SEVİLAY ÇELENK (Devamla) - "Bulgaristan vatandaşı olan Türk kökenli soydaşlarımızın dertleriyle dertleniriz." diyorsunuz, onları yükseltiyorsunuz, onların sesi oluyorsunuz ki bu da çok haklı bir mücadeledir ama buraya gelip diyorsunuz ki: "Nasıl olur da biz böyle bir mesele varmış gibi konuşuruz." Ya, elli yıldır... Gerçekten biraz kendimizden sıkılalım.

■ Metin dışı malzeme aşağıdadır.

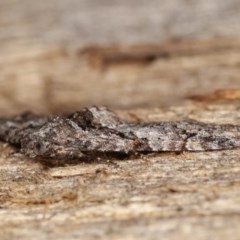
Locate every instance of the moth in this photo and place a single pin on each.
(97, 130)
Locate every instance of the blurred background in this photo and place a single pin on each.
(61, 55)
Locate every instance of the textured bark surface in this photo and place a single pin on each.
(51, 63)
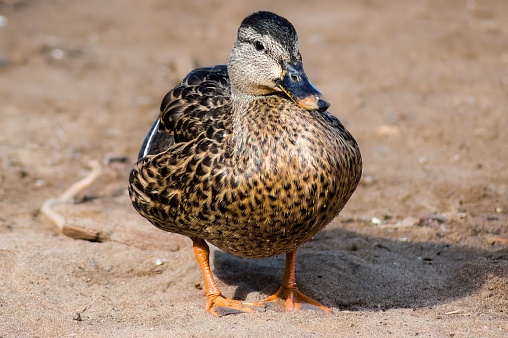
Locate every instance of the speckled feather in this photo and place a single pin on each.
(255, 192)
(240, 164)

Şimdi, bu kayyım rejimi içinde bunların hepsi daha katmerli sorunlar olarak önümüze geliyor. Artık yurttaşların seçme, seçilme hakları ellerinden gidiyor. Siz kime, nasıl diyorsunuz ki "Önce bir şu diğer sorunları çözelim!" diye? Böyle bir öncelik-sonralık ilişkisi içinde olmak zorunda değil bu meseleler; bu meseleleri bütün -tırnak içinde- "medeni ülkeler" gibi ele alabiliriz. Demokrasi güvenliğin tek teminatıdır, barış içinde yaşamak güvenliğin tek teminatıdır; bizim mücadelemiz de budur.